Note: We call the crawler which crawl the entire site: A full-scale crawler.
Firstly, let’s summarize the various types of crawlers, their characteristics and the corresponding open source framework.
Crawler type | Crawl num | Forbidden risk | Open source framework |
---|---|---|---|
Search engine crawler | Unknown | Low | Nutch |
Vertical crawler | Known | Moderate | WebMagic SpiderMan |
Full-scale crawler | Unknown | High | None |
- Page number: If you can know what content we want and how much data we need before we crawl it, then it is easy to determine the performance of the crawler; On the contrary, it would get difficult when we do not know that. So it is a big problem for a full-scale crawler which try to crawl more pages.

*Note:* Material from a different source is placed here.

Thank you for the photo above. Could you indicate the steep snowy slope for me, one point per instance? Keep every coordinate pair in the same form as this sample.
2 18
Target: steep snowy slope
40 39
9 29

- Forbidden risk: The search engine crawlers crawl the entire Internet, so it is easy to avoid frequent crawling of a site through choosing different site’s URL each time, thereby reducing the risk of being forbidden. For a full-scale crawler, the risk is higher because it crawled too many pages within this site in a short time.
- Open source framework: In the field of search engine, there is a famous framework called Nutch, and there are more awesome open source frameworks for vertical crawlers, such as WebMagic, SpiderMan and so on. But I have not found any framework for full-scale crawler. Of course, the moderate deformation of the other framework can meet some needs, but the performance is not perfect.
In addition, the daily work of the laboratory need a full-scale crawler and during the work, some workmates who study for data mining always want my help to crawl some websites, but the crawler system is not friendly to a novice. so I came up with the idea of WebHunger.
The name of WebHunger is a composition of words web and hunger, means to be hungry for web resources
WebHunger is an extensible, full-scale crawler framework that supports distributed crawling, aiming at getting users focused on parsing web page without concern for the crawling process. To get the result, the user only needs to submit the seed url and the page-parsed Java Class to this framework. After the crawling is completed, the framework would promptly return the crawling result to the user. With this framework, the user can have no idea about distributed programming, neither the knowledge of working mechanism of the crawler, which is greatly making the user easy to use.
In order to making the user easy to monitor, WebHunger provides a web console. Some screenshots as shown below.
In the page shown above, you can start crawling the site, pause, re-crawl and other operations.
And here you can see the site crawled progress, page parsed progress and the links which crawl failed.
All of the components with a yellow background in the above figure can be independently deployed to run on any server; solid lines indicate local calls; dotted lines indicate remote calls.
WebHunger consists of the following major components:
- Controller: Responsible for the management of the site
- Crawler: According to the Controller specified URL scheduling strategy, fetch URL from Redis to crawl, and seed crawled results to message queue.
- Page Consumer: Pull page message from message queue, and call the user-defined page parsed Java Class
- ZooKeeper Cluster: Do site state storage, service discovery, distributed lock and other work
- RocketMQ: Storage crawled page and page distribution
- Redis Cluster: Responsible for storing the URLs to be crawled and filtering duplicate URLs
- Web Console: A web-based monitor platform.